Growing up Mexican-American and Bisexual, Ann Marie Pace felt that she was drawn to stories about discovering one’s identity, especially when it came to tales deriving from multicultural heritage. Through her protagonist Val, who is half human and half vampire, Pace set out to explore the struggles of duality in both cultural identity and sexuality. The writer turned director notes that Growing Fangs is all about the fact that “being a part of multiple identities doesn’t make you any less of that identity” and is ultimately an ode to people who haven’t quite accepted that they belong, no matter who they are or where they are from.

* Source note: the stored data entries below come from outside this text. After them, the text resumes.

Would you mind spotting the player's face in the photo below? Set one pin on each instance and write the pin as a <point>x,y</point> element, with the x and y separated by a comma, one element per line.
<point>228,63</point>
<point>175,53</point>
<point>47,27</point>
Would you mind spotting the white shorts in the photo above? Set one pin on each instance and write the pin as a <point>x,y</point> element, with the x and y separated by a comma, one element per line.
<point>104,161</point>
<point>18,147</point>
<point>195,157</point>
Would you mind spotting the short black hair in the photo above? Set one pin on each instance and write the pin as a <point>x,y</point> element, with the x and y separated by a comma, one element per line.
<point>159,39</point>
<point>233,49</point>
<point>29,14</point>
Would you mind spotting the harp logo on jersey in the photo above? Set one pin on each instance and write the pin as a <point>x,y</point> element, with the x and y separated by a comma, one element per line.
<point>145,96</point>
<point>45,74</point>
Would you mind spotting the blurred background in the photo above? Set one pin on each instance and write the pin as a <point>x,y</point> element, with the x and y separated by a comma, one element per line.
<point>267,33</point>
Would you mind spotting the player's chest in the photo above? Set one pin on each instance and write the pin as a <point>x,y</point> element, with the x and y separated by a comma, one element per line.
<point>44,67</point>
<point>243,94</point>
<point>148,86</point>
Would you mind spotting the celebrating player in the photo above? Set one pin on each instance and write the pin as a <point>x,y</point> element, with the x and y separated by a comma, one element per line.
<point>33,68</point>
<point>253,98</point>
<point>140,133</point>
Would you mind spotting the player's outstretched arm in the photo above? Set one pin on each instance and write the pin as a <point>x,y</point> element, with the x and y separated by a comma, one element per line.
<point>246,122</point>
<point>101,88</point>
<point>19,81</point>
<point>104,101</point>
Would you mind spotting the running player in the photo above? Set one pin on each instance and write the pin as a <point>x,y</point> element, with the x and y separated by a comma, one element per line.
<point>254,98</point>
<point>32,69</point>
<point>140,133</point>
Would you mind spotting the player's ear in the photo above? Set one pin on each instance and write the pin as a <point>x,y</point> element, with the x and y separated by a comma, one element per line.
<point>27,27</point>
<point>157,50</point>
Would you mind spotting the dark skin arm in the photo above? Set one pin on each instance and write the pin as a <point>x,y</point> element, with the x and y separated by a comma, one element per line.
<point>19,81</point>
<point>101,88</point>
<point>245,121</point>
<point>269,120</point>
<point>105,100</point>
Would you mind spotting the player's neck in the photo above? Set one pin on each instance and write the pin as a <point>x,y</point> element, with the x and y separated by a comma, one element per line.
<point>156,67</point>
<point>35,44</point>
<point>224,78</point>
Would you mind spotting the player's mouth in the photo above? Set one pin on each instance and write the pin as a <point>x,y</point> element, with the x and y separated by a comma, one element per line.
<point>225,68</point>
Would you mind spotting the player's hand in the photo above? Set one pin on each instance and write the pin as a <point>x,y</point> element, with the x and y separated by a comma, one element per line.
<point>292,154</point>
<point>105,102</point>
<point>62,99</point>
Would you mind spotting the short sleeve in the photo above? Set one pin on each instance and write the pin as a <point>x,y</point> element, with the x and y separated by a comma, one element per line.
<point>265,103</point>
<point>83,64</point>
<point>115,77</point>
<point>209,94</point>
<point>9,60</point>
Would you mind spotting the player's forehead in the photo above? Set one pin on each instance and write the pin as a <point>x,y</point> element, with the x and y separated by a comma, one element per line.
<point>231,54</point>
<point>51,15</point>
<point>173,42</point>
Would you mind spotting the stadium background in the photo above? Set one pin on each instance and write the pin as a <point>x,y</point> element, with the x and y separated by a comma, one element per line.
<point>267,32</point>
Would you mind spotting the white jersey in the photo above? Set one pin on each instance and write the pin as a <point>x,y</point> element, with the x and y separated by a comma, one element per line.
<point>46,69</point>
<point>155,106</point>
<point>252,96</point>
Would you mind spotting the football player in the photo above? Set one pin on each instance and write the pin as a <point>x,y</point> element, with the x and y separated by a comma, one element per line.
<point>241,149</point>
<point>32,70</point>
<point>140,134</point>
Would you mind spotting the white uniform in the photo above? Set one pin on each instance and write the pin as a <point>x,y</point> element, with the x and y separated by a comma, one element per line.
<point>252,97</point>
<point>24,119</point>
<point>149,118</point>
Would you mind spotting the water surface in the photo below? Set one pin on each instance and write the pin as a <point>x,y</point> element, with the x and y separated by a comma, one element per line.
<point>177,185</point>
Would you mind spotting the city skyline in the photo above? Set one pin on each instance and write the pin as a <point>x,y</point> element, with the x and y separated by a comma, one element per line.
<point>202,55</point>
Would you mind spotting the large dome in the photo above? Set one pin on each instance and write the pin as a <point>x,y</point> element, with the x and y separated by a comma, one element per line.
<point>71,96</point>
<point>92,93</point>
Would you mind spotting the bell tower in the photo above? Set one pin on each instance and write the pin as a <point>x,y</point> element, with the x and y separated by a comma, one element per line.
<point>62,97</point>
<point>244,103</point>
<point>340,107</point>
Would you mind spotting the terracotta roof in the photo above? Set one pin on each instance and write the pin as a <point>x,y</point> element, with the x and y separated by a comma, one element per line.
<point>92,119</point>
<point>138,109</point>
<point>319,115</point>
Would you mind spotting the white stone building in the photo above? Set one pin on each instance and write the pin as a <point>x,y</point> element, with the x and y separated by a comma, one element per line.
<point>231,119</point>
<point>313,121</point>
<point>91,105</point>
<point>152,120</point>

The Last of the Chupacabras

Two elderly people meet while chupacabra and dragon decorations are seen on the front lawn as seen in the short The Last of the Chupacabras part of Disney's Launchpad series.
Courtesy of Disney

Synopsis: In a world where culture has nearly ceased to exist, one lone Mexican-American struggling to carry on her traditions unknowingly summons a dark and ancient creature to protect her.

About the Film & Director

Despite modern society being almost entirely comprised of immigrants across generations, communities within America are often taught to suppress their culture in a bid to “fit in”. Mexican-American director Jessica Mendez Siqueiros felt that her upbringing reflected this stigma and resulted in her not being able to speak her mother’s native language. The Last of the Chupacabras proves the importance of taking time to honor cultures and their traditions so that they are not doomed to be forgotten.

Let’s be Tigers

A young woman puts a 4-year-old to sleep as seen in the short Let's Be Tigers part of the Disney Launchpad program.
Courtesy of Disney

Synopsis: Avalon’s not ready to process the loss of her mother, but when she’s put in charge of a 4-year old for one night, she finds more comfort than she ever could have expected.

About the Film & Director

The fear of grief, loss, and ageing is something that is universal. As her grandfather neared his 100th birthday and her parents reached their 70s, director Stefanie Abel Horowitz began reflecting on life’s inevitable “passing of the baton”. Inspired by her experiences babysitting a 3-year-old some time ago, the filmmaker chose to tackle the repetitive cycle of loss combined with the question “how do we talk to kids about difficult things?”. Let’s be Tigers perfectly captures the innocence of childhood and the sting of growing up to face reality.

The Little Prince(ss)

A young gender fluid Chinese boy practices ballet with young girls as seen in Little Prince(ss) part of Disney's Launchpad series.
Courtesy of Disney

Synopsis: When Gabriel, a 7-year-old Chinese kid who loves ballet, becomes friends with Rob, another Chinese kid from school, Rob’s dad gets suspicious about Gabriel’s feminine behavior and decides to intervene.

About the Film & Director

This incredibly moving short is based on writer/director Moxie Peng’s upbringing in China and the social construct of gender performance as they explored their queer and non-binary identity. The character of Gabriel, a Chinese-American aspiring ballerina, is played with such grace by 7-year-old actor Kalo Moss. This story comes with several beautiful messages about immigrating as a child, toxic masculinity, and accepting yourself and others. Peng hopes that The Little Prince(ss) will “showcase that queer and trans kids are not alone”.

The Future of Disney Launchpad

With an exceptional library of shorts for audiences to view from this first season, the search for the next group of filmmakers with special stories to tell is upon us. Applications will be open on June 11, 2021, with the next collection of short films to be focused on the concept of ‘Connection.’